If you have hypertrophic obstructive cardiomyopathy with symptoms, such as chest pain, pressure, shortness of breath, fainting, and abnormal heart rhythms, you may benefit from septal ablation.
The procedure involves an injection of a type of alcohol (ethanol ) through a long, thin, hollow tube (catheter) into a blood vessel in the heart. The alcohol kills the muscle cells, and the thickened tissue shrinks to a more normal size. This allows blood to flow more freely.
The Cooper Heart Institute has a vast and renowned team of physicians who offer world class cardiac care and have extensive experience performing cardiac catheterization septal ablation.

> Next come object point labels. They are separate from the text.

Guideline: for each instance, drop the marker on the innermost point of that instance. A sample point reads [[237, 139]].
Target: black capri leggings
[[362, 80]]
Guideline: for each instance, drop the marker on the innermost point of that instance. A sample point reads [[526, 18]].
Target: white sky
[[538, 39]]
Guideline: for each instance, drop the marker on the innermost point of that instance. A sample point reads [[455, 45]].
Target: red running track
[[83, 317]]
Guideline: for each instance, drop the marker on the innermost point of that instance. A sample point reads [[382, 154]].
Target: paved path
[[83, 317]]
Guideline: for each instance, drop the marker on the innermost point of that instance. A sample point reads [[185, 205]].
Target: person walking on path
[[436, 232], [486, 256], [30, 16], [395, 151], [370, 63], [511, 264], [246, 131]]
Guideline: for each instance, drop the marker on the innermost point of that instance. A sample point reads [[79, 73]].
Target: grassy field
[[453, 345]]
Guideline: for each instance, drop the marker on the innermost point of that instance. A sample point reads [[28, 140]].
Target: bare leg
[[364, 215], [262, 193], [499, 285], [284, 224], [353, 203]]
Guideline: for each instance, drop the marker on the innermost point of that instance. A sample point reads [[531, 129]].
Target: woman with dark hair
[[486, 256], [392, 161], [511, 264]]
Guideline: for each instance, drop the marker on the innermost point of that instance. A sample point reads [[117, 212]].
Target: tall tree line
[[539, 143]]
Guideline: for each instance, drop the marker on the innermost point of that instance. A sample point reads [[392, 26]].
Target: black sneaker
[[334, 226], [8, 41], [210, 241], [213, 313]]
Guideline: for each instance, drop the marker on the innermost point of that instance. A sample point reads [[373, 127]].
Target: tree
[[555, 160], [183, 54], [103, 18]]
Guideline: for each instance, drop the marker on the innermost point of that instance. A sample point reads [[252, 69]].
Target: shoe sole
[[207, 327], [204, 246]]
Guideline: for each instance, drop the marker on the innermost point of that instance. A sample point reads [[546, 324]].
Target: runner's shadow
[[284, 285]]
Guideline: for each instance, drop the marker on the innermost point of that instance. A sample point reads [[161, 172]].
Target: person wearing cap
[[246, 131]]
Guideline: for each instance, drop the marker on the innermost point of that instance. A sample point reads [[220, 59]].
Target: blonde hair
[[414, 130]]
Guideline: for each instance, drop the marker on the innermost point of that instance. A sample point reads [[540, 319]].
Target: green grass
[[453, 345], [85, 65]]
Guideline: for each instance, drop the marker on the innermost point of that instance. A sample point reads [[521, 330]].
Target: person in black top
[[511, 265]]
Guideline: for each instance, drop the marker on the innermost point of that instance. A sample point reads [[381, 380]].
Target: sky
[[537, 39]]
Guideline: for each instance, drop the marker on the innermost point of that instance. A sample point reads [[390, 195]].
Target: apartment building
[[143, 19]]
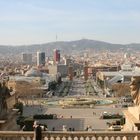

Understanding the procedure
A person is lightly sedated before the procedure. An interventional cardiologist from the Cooper Heart Institute inserts a long thin hollow flexible tube (catheter) in a blood vessel in the inner thigh that leads to the heart. Using an X-ray camera, the catheter is led to a small, specific coronary artery that supplies the thickened muscle. A small amount of pure alcohol is injected into the vessel through the catheter. The alcohol kills the cells on contact, causing the muscle (septum) to shrink back to a more normal size over time.
Indications for the procedure
Septal ablation may be recommended for people with hypertrophic obstructive cardiomyopathy when symptoms, such as chest pain, pressure, shortness of breath, fainting, and abnormal heart rhythms progress and worsen as the heart muscle thickens.